Wednesday, 11 April 2007
Life On Mars: knowledge comes with death's release
So, Sam Tyler makes a different choice to Dorothy, deciding there are places better than home. Last night's Life On Mars saw the lead character gloriously choosing to leap to his death, for a fleeting moment of reconciliation with his preferred fantasy of 70s pastiche, rather than carry on in a bleached-out, enervated 2007.
There is some grist here for the mill of those blockheads who've praised this series for being wonderfully 'politically-incorrect' (Sian Williams on Breakfast this morning being merely the latest). Being generous, I imagine they mean that Gene Hunt doesn't seem like the product of endless focus groups or demographic profiling. And yes, in a sense, that is refreshing. Hunt is preposterous, and in this context good fun. But I really wish these people would think before opening their mouths, as the implication is that life would somehow be better if we could go round calling people pakis, wogs, poofs, bitches et al - you know, like everyone thinks.
Anyway, I think it's less overtly political than Sam having woken to the profound rightness of the reactionary, despite the diametrically dull police procedural meeting he attends directly before his jump; Sam's return to his fantasy is an abnegation of adult responsibility (which, really, is also the motor driving the 'string-em-up' brigade).
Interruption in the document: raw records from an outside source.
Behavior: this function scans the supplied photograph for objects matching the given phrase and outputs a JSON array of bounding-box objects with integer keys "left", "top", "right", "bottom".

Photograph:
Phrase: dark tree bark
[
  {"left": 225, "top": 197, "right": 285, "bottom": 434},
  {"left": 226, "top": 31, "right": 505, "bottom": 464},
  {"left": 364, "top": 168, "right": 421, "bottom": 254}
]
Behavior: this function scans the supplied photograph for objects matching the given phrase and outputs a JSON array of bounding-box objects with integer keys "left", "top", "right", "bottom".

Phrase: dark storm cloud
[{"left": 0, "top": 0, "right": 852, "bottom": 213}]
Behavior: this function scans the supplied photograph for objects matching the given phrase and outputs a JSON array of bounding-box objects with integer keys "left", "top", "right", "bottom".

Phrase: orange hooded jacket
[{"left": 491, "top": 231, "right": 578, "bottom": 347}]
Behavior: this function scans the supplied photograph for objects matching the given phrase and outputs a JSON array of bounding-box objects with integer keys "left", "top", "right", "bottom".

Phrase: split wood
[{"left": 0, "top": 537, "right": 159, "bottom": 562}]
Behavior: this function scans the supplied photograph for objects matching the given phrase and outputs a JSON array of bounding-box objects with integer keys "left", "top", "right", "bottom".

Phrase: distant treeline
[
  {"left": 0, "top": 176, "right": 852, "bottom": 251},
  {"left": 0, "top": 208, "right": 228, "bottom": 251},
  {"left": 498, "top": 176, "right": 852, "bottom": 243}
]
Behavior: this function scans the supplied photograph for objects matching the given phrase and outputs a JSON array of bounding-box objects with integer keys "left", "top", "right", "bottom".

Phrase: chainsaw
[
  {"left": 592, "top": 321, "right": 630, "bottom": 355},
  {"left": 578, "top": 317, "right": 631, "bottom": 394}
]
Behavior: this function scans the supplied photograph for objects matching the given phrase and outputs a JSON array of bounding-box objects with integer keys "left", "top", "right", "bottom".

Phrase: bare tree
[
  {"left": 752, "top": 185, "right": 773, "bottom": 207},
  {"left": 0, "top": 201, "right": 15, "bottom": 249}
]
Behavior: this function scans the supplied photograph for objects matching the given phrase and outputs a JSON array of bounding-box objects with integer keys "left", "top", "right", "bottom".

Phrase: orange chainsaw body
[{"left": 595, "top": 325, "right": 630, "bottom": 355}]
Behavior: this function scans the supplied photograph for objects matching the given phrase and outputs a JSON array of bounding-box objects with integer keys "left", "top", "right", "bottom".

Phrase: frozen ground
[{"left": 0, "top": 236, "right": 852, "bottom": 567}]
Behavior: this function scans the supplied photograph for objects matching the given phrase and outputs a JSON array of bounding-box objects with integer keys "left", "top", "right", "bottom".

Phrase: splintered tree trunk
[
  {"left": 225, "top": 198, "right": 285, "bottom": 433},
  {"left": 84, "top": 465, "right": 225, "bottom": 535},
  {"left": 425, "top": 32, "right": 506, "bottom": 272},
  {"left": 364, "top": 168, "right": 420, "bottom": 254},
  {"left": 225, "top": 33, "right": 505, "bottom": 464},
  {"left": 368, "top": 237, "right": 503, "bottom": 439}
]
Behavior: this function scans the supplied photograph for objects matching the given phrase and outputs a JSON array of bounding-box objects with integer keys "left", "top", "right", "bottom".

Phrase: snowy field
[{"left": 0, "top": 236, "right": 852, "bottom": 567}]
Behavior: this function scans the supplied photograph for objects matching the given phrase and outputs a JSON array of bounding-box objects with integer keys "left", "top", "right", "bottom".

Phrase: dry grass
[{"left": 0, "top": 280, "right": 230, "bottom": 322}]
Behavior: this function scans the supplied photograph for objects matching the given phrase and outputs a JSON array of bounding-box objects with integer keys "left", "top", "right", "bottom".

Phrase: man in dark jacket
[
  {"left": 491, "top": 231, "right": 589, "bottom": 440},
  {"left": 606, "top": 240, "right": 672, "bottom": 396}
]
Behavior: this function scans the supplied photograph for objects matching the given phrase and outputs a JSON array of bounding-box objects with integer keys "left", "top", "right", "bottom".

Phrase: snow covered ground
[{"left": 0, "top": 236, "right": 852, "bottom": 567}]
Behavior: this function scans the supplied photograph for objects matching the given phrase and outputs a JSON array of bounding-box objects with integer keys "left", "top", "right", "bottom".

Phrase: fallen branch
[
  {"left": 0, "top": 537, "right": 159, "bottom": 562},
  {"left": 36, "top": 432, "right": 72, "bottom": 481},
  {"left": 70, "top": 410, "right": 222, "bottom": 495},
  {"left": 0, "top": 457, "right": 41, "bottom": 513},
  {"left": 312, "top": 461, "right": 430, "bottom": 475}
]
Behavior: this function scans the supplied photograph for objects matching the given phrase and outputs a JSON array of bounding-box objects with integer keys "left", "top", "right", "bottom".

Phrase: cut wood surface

He chooses to return because it's fun dressing up in funny clothes and skidding along in funny cars. As the car screeches into the distance, the children dancing in its wake are an emblem for the nostalgia of that decision - not of specific tokens, like space hoppers and Space Dust, but an idealized 'land of lost content'. Dennis Potter's Blue Remembered Hills was a riposte to that kind of infantile hankering after a mythical golden age, but I can't find it in my heart to begrudge Life On Mars for this ending. If nothing else, a modern lead character choosing suicide as a positive resolution is also well off the page of focus group reports, and it contains a kind of vitality purely for that. We've had fun over two series and we haven't mistaken Life On Mars for real life - that of now or thirty years previous. Neither has Sam, but if you're going to hanker after a fantasy world, have the courage to really embrace it.